Thaianne Cavalcanti é Ela e Juan Guimarães é Ele, confinados numa relação fragmentada desencadeando um turbilhão de emoções e paixões num clima tenso e contundente. O espetáculo iniciou sua temporada em março de 2010 na capital pernambucana.
Jorge Féo, que também faz parte da equipe que dirige o espaço MUDA na festiva Rua do Lima, Recife, na mesma casa onde já residiu o poeta Castro Alves, vem nos últimos anos desenvolvendo sua estética que mistura moda e artes plásticas com teatro. Uma estética ímpar. Não se trata de trabalhar com atores profissionais. Em geral são dançarinos ou modelos. Mas há casos de intérpretes que também não são exatamente amadores.
No caso desta montagem temos um bailarino no papel masculino e da atriz se exige um talento de ginasta, circense ou mesmo balé.
Há também influências da estética pop na ambientação da cena.
Nas palavras do encenador o que o espectador vê seria “Uma tensão em direção, uma tendência algumas vezes consciente, outras vezes inconsciente ou reprimida, numa característica de seres finitos e imperfeitos.”
O trabalho de dramaturgia e direção de Jorge Féo, no caso baseado no romance de Raduan Nassar - Um copo de cólera, vem evoluindo também, tende para a sondagem mais lírico-dramática do ser humano. Desde o espetáculo Elas até este último, o encenador busca desenvolver um estilo.

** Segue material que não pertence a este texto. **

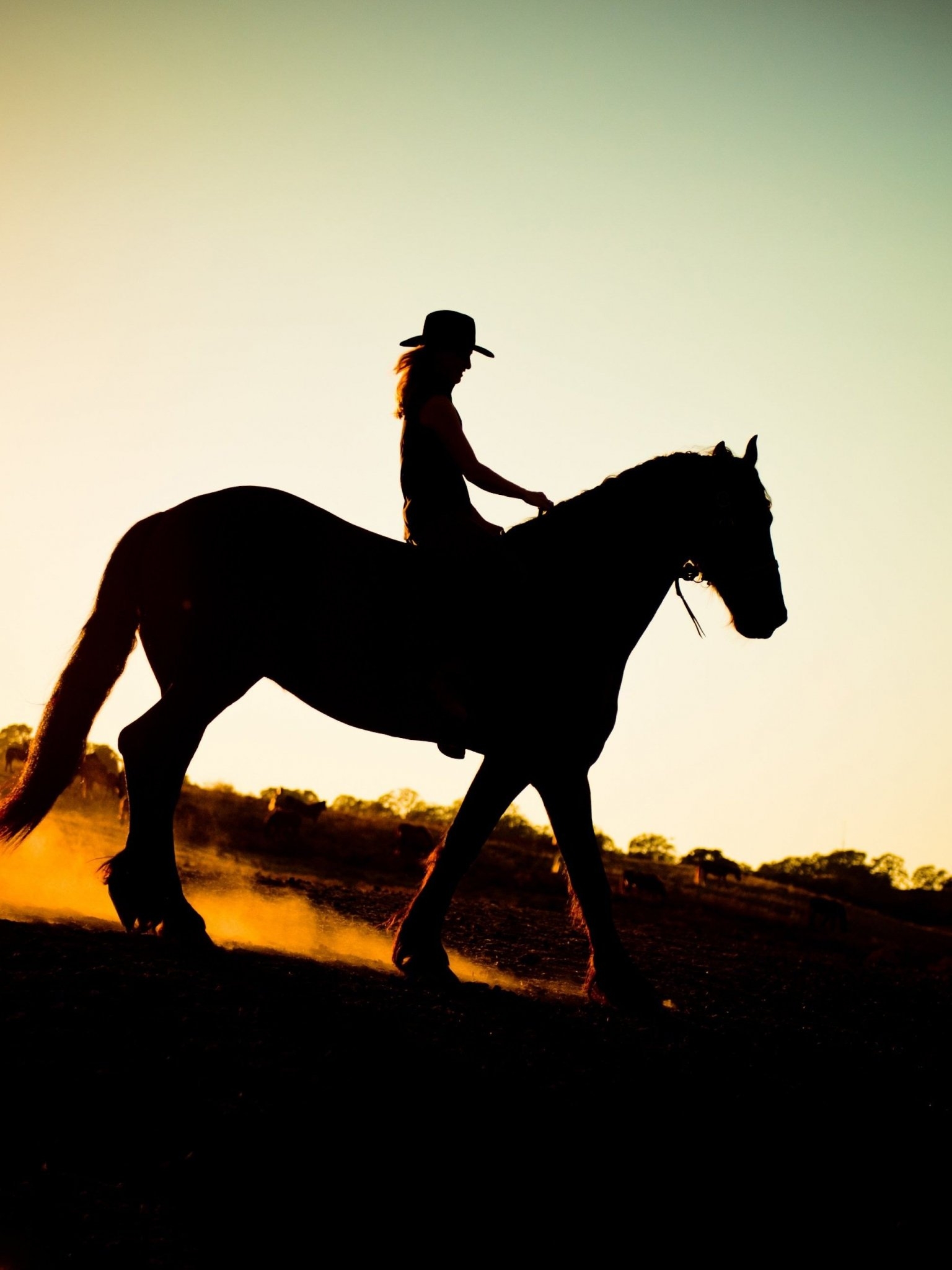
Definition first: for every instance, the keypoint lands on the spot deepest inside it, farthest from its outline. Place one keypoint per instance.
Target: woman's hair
(413, 371)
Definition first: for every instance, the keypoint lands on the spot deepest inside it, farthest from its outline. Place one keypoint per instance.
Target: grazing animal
(287, 813)
(414, 842)
(97, 775)
(827, 915)
(643, 884)
(284, 802)
(710, 863)
(17, 753)
(719, 869)
(187, 579)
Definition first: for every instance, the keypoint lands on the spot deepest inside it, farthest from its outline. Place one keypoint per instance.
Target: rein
(690, 572)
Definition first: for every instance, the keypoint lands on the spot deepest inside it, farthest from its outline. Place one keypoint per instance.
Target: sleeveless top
(437, 507)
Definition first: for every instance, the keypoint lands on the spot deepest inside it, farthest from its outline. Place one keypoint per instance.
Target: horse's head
(733, 549)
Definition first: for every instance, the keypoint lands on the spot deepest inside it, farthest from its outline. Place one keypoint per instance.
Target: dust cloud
(55, 877)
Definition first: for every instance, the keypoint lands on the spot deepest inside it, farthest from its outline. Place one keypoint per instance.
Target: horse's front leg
(612, 977)
(418, 948)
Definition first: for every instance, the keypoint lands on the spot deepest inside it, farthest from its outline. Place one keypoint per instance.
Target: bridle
(690, 572)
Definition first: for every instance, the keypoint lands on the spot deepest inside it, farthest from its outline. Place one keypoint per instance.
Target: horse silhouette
(286, 815)
(542, 701)
(414, 842)
(643, 884)
(710, 863)
(827, 915)
(97, 775)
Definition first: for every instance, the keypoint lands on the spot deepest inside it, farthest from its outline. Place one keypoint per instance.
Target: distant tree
(400, 802)
(14, 734)
(107, 756)
(930, 878)
(604, 842)
(653, 846)
(892, 868)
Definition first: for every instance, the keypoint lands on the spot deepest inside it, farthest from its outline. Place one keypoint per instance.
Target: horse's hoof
(627, 992)
(186, 929)
(430, 968)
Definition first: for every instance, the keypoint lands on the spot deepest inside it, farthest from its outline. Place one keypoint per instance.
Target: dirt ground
(168, 1110)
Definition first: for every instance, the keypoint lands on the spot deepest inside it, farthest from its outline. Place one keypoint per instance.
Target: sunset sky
(673, 223)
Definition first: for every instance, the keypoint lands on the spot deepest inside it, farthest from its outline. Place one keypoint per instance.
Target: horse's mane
(603, 498)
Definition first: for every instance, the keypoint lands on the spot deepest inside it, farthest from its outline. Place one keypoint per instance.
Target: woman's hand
(537, 499)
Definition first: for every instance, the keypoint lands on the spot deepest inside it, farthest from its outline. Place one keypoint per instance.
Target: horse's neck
(616, 550)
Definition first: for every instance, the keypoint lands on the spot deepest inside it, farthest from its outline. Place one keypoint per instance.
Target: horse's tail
(95, 665)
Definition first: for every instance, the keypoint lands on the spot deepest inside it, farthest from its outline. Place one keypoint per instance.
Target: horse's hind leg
(144, 879)
(418, 949)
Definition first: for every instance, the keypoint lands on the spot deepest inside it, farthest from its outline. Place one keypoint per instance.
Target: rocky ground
(168, 1110)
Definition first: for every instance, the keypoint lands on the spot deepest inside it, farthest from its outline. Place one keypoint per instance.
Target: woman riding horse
(436, 461)
(545, 703)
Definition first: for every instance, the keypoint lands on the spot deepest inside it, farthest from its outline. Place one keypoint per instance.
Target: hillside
(163, 1100)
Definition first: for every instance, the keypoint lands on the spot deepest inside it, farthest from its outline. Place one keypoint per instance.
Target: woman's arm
(442, 417)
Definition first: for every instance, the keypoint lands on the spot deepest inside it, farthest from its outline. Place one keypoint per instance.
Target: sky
(674, 223)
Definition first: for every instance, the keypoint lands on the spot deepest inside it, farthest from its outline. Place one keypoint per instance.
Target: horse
(15, 753)
(644, 886)
(719, 869)
(827, 915)
(710, 863)
(414, 842)
(540, 701)
(97, 775)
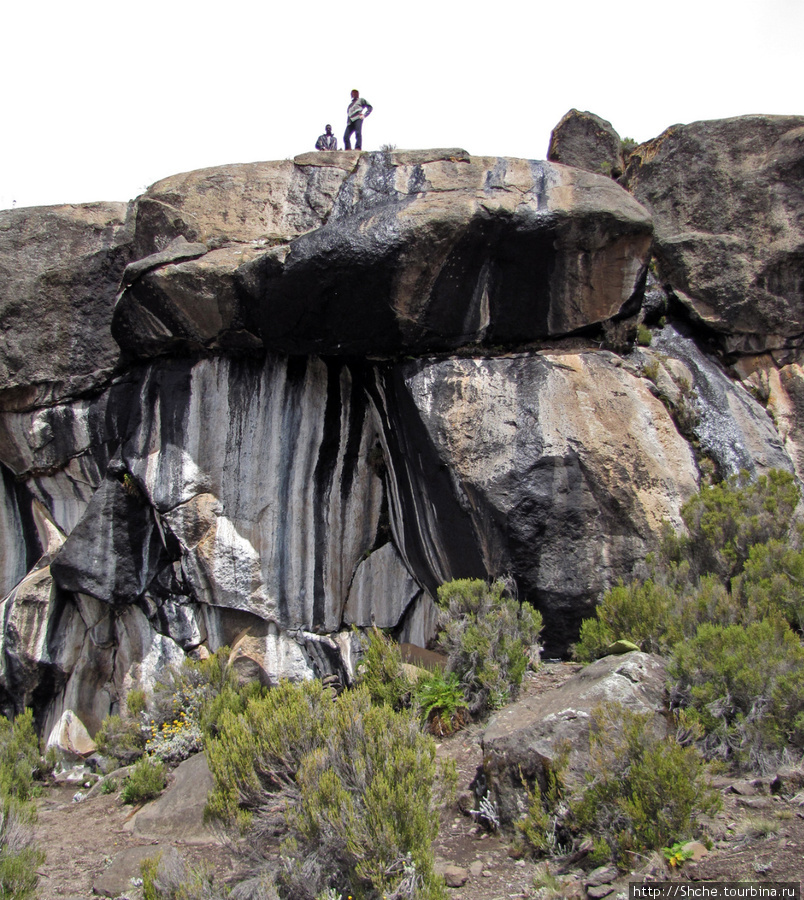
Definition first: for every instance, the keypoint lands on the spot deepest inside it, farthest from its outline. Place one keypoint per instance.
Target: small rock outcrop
(522, 741)
(265, 403)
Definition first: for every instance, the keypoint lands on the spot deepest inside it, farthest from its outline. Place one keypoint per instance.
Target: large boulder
(522, 741)
(726, 198)
(383, 253)
(586, 141)
(60, 267)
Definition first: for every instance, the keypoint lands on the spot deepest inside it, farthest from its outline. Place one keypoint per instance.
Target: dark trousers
(353, 128)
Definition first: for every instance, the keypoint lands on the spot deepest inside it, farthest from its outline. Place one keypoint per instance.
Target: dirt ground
(757, 837)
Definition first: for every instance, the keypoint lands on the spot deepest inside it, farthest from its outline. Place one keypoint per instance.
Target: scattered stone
(620, 647)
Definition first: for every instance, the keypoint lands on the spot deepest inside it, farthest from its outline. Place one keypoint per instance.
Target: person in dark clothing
(327, 140)
(357, 110)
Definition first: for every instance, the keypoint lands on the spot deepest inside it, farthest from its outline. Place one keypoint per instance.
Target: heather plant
(351, 782)
(490, 639)
(657, 613)
(381, 672)
(440, 699)
(644, 790)
(20, 760)
(167, 877)
(20, 765)
(542, 825)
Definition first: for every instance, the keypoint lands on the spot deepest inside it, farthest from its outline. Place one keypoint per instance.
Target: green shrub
(258, 752)
(745, 686)
(146, 781)
(368, 805)
(20, 764)
(542, 825)
(772, 582)
(381, 672)
(440, 698)
(644, 335)
(643, 791)
(352, 781)
(490, 640)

O que não é fácil numa cidade que não privilegia o drama teatral (com sotaque local), como é o Recife.
Jorge também fala de uma “proposta cênica de uma cena vermelha”. Há pequenas almofadas perfumadas na platéia, adereços e luzes feéricas, barras de ginástica e outros elementos em vermelho. Mas nos parece que ele quer refletir que há vida nos autômatos tecnicizados dos nossos dias. É um casal urbano envolvido em discussões um tanto quanto fúteis como: você não comprou a comida do cachorro, ou : você comprou a comida errada. Em meio a uma guerra social surge um Brasil estranho. Uma intimidade, dividida com a platéia, estranha. Seres que buscam uma complexidade que parece lhes faltar, enquanto títeres no jogo das aparências.
Nem Ele nem Ela parecem ter espírito. Mas querem se encontrar enquanto corpos e conviver em harmonia. E é esse balé que vai se desenhando e relaxando o espectador num jogo, digamos assim, envolvente.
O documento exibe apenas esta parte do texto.